Voltage sensitivity is not conferred to the translocon by the signal peptide. (A–C) Closings of SecY(S329C)EG crosslinked to the signal peptide of OmpA (21C) at φ = −140 mV. The voltage protocol is shown in red above. (D) SecYEG in complex with empty ribosome also closes in response to voltage. Note the shorter time scale here as compared to (A,C). The small schemes obey the color code from Figure 1: with the signal peptide in light blue, nascent chain in blue and the cross-link depicted as X.

Figure 3

Testing the hypothesis that voltage driven plug movement confers voltage sensitivity to SecYEG (scheme in the upper left panel). (A) Crosslinking the plug to SecE by 1 mM potassium tetrathionate (KTT) in the SecY(F67C)E(S120C)G mutant forces reconstituted translocons to open. Single channels were recorded at φ = −35 mV. (B) At small φ values the channels virtually do not close. (C) φ = −140 mV elicits a conformational change that closes the channel. Scale bars for A–C are the same. (D) The channel lifetime histogram shows a wide scatter for −140 mV. (E) The plug deletion mutant SecYEG (Δ60–74) retains voltage sensitivity. Channel activity was observed when fusing the mutant containing proteoliposomes in the presence of SecA, ATP, Methotrexate (MTX), and proOmpA-DHFR. MTX binding to DHFR maintains the globular structure of the latter and thus prevents full translocation. φ = −85 mV closes the channels. The schematic representations use the same colour code as in Figure 1: proOmpA in light blue, MTX in complex with DHFR as a yellow pentagon inside a blue ellipse and the cross-link depicted as X. The experiments showed that plug immobilization or removal does not abolish SecYEG’s voltage sensitivity.

Figure 4

Movement of TM2b as gathered from an overlay of different translocon structures. The position of the colored TM2b is shown relative to the second half of the protein that consists of helixes 6 through 10 (in shades of gray).

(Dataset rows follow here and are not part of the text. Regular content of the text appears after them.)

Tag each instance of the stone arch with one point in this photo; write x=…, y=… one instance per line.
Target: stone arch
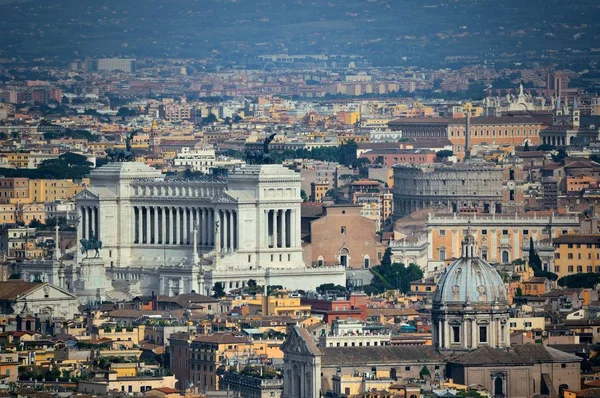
x=366, y=261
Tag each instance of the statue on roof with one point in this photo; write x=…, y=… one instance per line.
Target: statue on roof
x=122, y=155
x=257, y=157
x=91, y=244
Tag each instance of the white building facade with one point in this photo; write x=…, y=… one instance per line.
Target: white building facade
x=179, y=236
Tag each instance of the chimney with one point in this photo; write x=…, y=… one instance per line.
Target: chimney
x=468, y=134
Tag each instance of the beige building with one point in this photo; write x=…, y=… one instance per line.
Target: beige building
x=502, y=238
x=471, y=346
x=342, y=236
x=52, y=190
x=102, y=383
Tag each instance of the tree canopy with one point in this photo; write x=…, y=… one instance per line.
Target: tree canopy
x=67, y=166
x=218, y=290
x=396, y=276
x=535, y=262
x=588, y=280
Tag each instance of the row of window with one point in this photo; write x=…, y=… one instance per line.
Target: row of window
x=442, y=232
x=570, y=256
x=475, y=133
x=579, y=268
x=482, y=334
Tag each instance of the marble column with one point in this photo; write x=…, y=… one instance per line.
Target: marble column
x=166, y=225
x=284, y=233
x=162, y=228
x=91, y=222
x=265, y=225
x=204, y=237
x=274, y=228
x=142, y=224
x=97, y=221
x=174, y=226
x=231, y=230
x=148, y=225
x=184, y=237
x=225, y=231
x=210, y=224
x=446, y=333
x=154, y=239
x=133, y=219
x=83, y=224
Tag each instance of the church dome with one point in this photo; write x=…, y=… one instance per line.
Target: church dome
x=470, y=280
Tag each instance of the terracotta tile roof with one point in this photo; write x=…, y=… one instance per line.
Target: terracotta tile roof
x=519, y=355
x=578, y=239
x=125, y=313
x=589, y=392
x=11, y=290
x=310, y=343
x=222, y=338
x=166, y=390
x=392, y=311
x=188, y=301
x=334, y=356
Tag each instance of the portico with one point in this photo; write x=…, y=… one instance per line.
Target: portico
x=244, y=225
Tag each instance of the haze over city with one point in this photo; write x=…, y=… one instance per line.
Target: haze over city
x=299, y=199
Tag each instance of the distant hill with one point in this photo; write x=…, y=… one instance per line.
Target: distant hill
x=384, y=31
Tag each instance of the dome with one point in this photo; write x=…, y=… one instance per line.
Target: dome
x=470, y=279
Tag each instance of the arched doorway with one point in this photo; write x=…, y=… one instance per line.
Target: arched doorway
x=297, y=386
x=498, y=387
x=561, y=389
x=344, y=254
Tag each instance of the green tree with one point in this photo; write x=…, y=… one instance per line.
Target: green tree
x=325, y=287
x=347, y=153
x=545, y=147
x=444, y=154
x=535, y=262
x=559, y=155
x=35, y=223
x=218, y=290
x=303, y=195
x=396, y=276
x=386, y=261
x=579, y=281
x=50, y=222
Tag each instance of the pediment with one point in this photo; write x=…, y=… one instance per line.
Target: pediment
x=224, y=198
x=86, y=194
x=295, y=344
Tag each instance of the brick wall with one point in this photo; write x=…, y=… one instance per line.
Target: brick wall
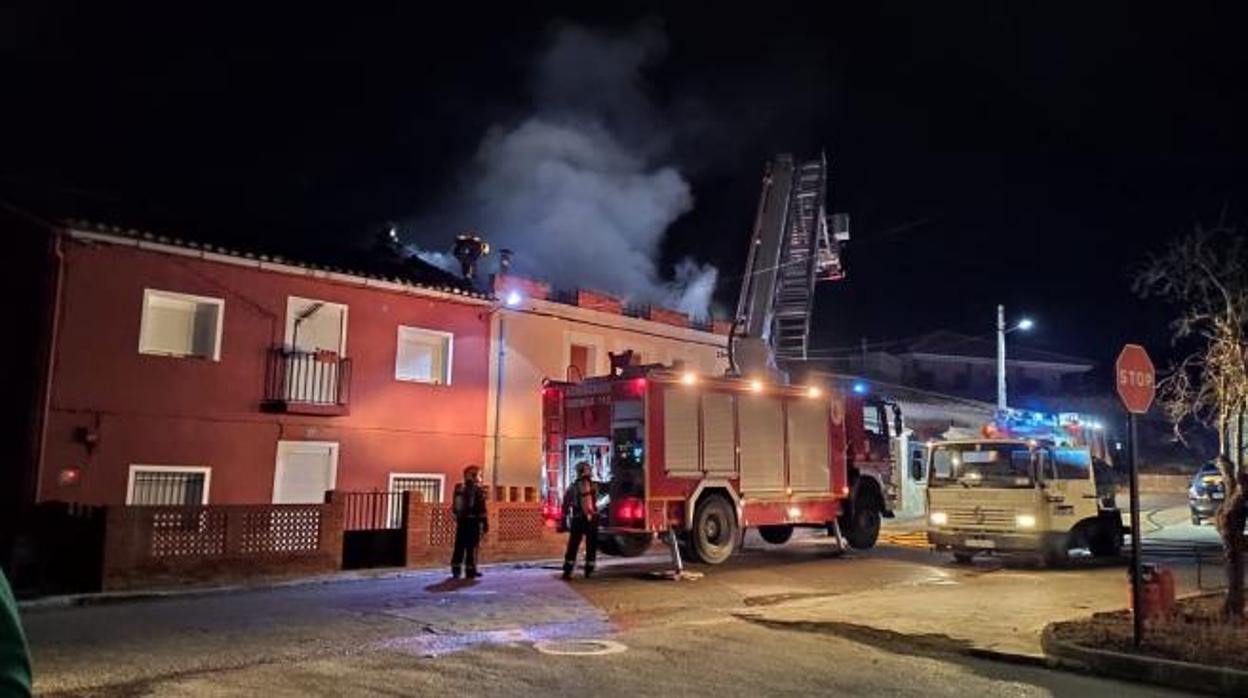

Closed conformations are represented by the PDB entries 4CG7 in dark blue and 4CG5 in light blue [9], 3J45 in dark red [28]. Partially or fully open conformations: 3J7R in green [29] (Sec61-RNC), 5EUL in orange [30] (SecYEG-pOA-SecA), 4CG6 in cyan [9] (RNC-SecYEG), 3J46 in red [28] (RNC-SecYEG).

Figure 5

Test of the hypothesis that the partial charges at the poles of helix 2b act as voltage sensors. (A) Adding a negatively charged residue to the positive pole of the helix by site directed mutagenesis (L80D) accelerate voltage induced channel closings. (B) A single exponential fit (blue line) to the lifetime histogram indicates a channel lifetime of about 0.2 s at φ = −140 mV. (C) In contrast, closings at φ = −140 mV of SecYEG-RNC complex are slower with the addition of a positive residue to the tip of helix 2b (L80K). (D) The single exponential fit to the lifetime histogram shows a lifetime of about 2.5 s. The color code of the small schemes is the same as in Figure 1.

Figure 6

Schematic representation of the dipole moment estimates for TM2b of E. coli SecY. Dipole moments were estimated for the amino acid residues A79-P100, which are depicted as a transparent yellow ribbon. The protein is shown as a transparent surface. (A–C) Dipole moment estimates for helix 2 of wild type SecY (62.4D, panel A), L80D (25.7D, panel B), and for L80K (153.1D, panel C). The size of the gray arrow indicates the relative size of the dipole moments.